Hello Amit,

  - use search_path to find at most one pgbench_accounts
    It still uses left join because I still think that it is appropriate.
    I added a lateral to avoid repeating the array_position call
    to manage the search_path, and use explicit pg_catalog everywhere.

It would be good if you can add some more comments to explain the
intent of query.

Indeed, I put too few comments on the query.

+ if (ps == NULL)
+ partition_method = PART_NONE;

When can we expect ps as NULL?  If this is not a valid case, then
probably and Assert would be better.

No, ps is really NULL if there is no partitioning, because of the LEFT JOIN and pg_partitioned_table is just empty in that case.

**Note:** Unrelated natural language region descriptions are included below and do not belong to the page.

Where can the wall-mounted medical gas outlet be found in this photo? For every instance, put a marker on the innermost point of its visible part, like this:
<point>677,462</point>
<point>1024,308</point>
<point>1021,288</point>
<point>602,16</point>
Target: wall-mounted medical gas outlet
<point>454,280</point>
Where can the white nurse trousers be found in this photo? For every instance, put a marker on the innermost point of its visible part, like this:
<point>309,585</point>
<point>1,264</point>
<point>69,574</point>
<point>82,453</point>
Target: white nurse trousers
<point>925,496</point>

The last else where there is an unexpected entry is different, see comments about v11 below.

+ else if (PQntuples(res) == 0)
+ {
+ /* no pgbench_accounts found, builtin script should fail later */
+ partition_method = PART_NONE;
+ partitions = -1;

If we don't find pgbench_accounts, let's give error here itself rather
than later unless you have a valid case in mind.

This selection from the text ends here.